If $0<a<1$, then the graphs of $y=a^x$ and $y=\log_a(x)$ intersect at some point $(t(a),t(a))$. Does this function $t(a)$ have any nice expression? How much do we know about this function, except that it is obviously increasing and stays between $0$ and $1$? It is a very natural question, so I guess people thought about it before.
EDIT: why do I think it is a natural question? When we teach students calculus, one way to introduce the $\log_a(x)$ function is as the inverse of $a^x=e^{x \ln a}$. And drawing the graphs of $a^x$ and $\log_a(x)$ for $0<a<1$ in one coordinate system pulls attention to their intersection point right away.

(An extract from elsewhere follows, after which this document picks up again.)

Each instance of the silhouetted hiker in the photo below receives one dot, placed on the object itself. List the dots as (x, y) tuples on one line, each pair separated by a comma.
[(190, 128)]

EDIT 2: Thanks to lhf and Wolfram Alpha, the graph of $a^x=\log_a(x)$ for $x,a$ between $0$ and $1$ can be seen here.
It shows that for $a<t(e^{-1})=e^{-e}\approx 0.065988$, we have THREE points of intersection of graphs $a^x$ and $\log_ax$ (see example of $a=0.03$ here). At $a=e^{-e}$, the two graphs are tangent to each other (see here).

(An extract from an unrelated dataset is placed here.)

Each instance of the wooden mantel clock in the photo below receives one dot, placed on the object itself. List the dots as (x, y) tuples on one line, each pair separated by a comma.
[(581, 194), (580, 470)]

However, one of the points of intersection can be seen as the "principal branch", which I denoted $t(a)$ above. It looks like it has an inflection point at $a=e^{-1}\approx 0.367879$.
EDIT 3: Interestingly, the graphs of $a^x$ and $\log_a(x)$ do intersect for some values of $a>1$, namely, if $1<a<e^{1/e}\approx 1.44467$: example for $a=1.3$.
Okay, this turned out to be an easy one. Since $a^x$ and $\log_a(x)$ are inverse to each other, their point of intersection (if unique) lies on the line $y=x$, so in particular, that value of $x=t(a)$ will satisfy $x=a^x$. Therefore, $a=x^{1/x}$, and $t(a)$ is the inverse for this function on $[0,1]$. The function $y=x^{1/x}$ (see graph here) has maximum value $e^{1/e}$ at $x=e$, it approaches $1$ from above as $x\to\infty$. Thus the functions $a^x$ and $\log_a(x)$ have two intersection points when $1<a<e^{1/e}$, they touch each other at $x=a$ if $a=e^{1/e}$, and have no intersection points if $a>e^{1/e}$.
A "closed form formula" for $t(a)$ may be obtained through Lambert $W$ function: Since $x=a^x$, one has: $$1=x/a^x=x\cdot e^{-x \ln a},$$ and $$-\ln a= -x \ln a \cdot e^{-x \ln a},$$which means that $$W(-\ln a)=-x\ln a,$$ so that $$x=\dfrac{W(-\ln a)}{-\ln a}.$$
A graph of this function shows that it does indeed look like the inverse to $a=x^{1/x}$ on $[0,1]$ (see the graph in the EDIT 2 part).
Another question remains: what is the formula for the two "non-principal" intersection points when $0<a<e^{-e}$?